Bringing a lunch from home was the usual practice at the Catholic elementary school I attended, but one day a week the PTA offered a hot lunch for 40 cents. On hot lunch days, the most exotic smells wafted from the school kitchen, aromas that made my mouth water. All the cool kids ate hot lunch. I was never allowed to buy it. It was too expensive for my family.
One day I missed the bus and had to ride my bike to school. When I walked into the classroom several minutes late, the substitute teacher sweetly asked me, “Would you like to have hot lunch today?” To me, it sounded like an invitation, so I said, “Yes.” Of course I would like to have hot lunch.
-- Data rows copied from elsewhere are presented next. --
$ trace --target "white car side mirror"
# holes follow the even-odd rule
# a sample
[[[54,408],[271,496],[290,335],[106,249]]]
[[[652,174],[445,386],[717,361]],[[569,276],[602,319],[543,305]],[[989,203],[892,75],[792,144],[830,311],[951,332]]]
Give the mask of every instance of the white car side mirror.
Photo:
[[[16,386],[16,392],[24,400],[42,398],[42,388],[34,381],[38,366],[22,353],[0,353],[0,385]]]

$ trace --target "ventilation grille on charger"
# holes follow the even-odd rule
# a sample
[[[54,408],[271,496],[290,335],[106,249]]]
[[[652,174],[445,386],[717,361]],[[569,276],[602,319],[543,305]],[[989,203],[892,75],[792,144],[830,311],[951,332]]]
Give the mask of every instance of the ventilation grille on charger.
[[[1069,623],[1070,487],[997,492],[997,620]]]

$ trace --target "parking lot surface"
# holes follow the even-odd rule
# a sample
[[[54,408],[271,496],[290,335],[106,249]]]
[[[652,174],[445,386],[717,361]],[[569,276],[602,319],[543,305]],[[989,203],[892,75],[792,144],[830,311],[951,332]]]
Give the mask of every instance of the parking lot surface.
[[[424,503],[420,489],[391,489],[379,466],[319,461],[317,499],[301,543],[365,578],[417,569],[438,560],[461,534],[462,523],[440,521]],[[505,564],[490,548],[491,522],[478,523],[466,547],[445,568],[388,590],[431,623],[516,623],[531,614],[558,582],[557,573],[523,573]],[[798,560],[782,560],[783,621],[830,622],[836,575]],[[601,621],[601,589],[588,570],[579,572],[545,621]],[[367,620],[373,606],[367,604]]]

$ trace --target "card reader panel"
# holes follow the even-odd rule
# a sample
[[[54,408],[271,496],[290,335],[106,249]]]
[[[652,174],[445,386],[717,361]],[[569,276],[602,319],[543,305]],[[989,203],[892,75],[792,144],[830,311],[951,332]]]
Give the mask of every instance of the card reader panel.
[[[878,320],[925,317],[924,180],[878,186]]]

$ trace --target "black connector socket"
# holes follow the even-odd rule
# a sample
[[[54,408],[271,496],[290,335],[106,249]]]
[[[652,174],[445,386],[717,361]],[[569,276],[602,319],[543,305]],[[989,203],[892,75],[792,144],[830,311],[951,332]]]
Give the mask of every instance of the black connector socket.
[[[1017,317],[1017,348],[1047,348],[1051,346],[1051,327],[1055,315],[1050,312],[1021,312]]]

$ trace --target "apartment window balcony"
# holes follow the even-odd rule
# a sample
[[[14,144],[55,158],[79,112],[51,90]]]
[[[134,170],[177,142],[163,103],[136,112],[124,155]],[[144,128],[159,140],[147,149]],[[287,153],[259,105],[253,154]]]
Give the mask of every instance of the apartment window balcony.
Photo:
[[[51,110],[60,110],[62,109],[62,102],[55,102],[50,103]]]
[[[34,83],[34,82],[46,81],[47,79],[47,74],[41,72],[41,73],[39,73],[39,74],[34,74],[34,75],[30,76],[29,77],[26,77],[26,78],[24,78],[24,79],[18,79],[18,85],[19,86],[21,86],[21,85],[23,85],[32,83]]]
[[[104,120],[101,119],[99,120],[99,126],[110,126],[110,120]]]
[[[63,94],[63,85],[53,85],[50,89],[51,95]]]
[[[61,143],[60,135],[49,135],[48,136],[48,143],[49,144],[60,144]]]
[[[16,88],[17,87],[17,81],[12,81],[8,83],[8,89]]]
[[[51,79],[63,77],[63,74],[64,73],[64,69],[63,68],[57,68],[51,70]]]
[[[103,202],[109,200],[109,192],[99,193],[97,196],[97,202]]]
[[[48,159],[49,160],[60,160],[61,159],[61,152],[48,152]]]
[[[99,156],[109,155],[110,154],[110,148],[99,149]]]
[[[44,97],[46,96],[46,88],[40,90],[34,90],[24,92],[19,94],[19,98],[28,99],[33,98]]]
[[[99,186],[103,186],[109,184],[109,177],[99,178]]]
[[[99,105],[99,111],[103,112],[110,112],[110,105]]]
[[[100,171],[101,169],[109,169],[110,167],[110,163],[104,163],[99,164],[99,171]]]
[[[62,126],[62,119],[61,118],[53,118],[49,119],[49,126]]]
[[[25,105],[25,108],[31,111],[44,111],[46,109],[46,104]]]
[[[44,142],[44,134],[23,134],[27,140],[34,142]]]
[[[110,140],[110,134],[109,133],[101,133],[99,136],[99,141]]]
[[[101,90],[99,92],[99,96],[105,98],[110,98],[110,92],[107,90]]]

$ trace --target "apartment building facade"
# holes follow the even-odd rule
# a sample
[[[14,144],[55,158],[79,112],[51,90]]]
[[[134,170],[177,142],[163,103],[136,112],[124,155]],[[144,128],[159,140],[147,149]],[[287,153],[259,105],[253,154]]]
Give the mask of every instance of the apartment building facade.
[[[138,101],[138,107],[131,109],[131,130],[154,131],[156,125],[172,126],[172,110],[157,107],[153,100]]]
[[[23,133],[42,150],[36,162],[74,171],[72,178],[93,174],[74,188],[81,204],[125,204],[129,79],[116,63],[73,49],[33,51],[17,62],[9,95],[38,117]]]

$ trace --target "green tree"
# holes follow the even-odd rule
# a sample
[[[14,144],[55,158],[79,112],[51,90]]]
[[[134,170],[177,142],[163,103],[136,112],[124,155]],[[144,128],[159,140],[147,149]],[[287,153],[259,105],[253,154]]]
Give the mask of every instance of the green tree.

When it was time to go to the cafeteria for lunch, the sub reminded the hot lunch students to bring their lunch money. My heart stopped. I didn’t have lunch money. I stayed behind to explain to the teacher that I thought I was being treated to hot lunch. But before I could say a word, she said, “I know—you forgot your lunch money. I’ll lend it to you, and you can pay me back tomorrow.” Even though my bag lunch was still in my book bag, I nodded my head, thanked her, and had my only hot lunch in elementary school. It was ravioli, the first time I ever ate ravioli, and it was delicious. But it was very difficult to explain to my mother why I had to bring 40 cents to school the next day.
Decades later, I took a job in downtown Phoenix. I realized I could have anything I wanted for lunch, even eat out every day. I tried that for a couple of weeks, and then I settled into a comfortable routine. My favorite workday lunch? Leftovers from home. Who would have thought it? But I wish I had some of Dad’s delicious bakery rye bread. And white bread? Never.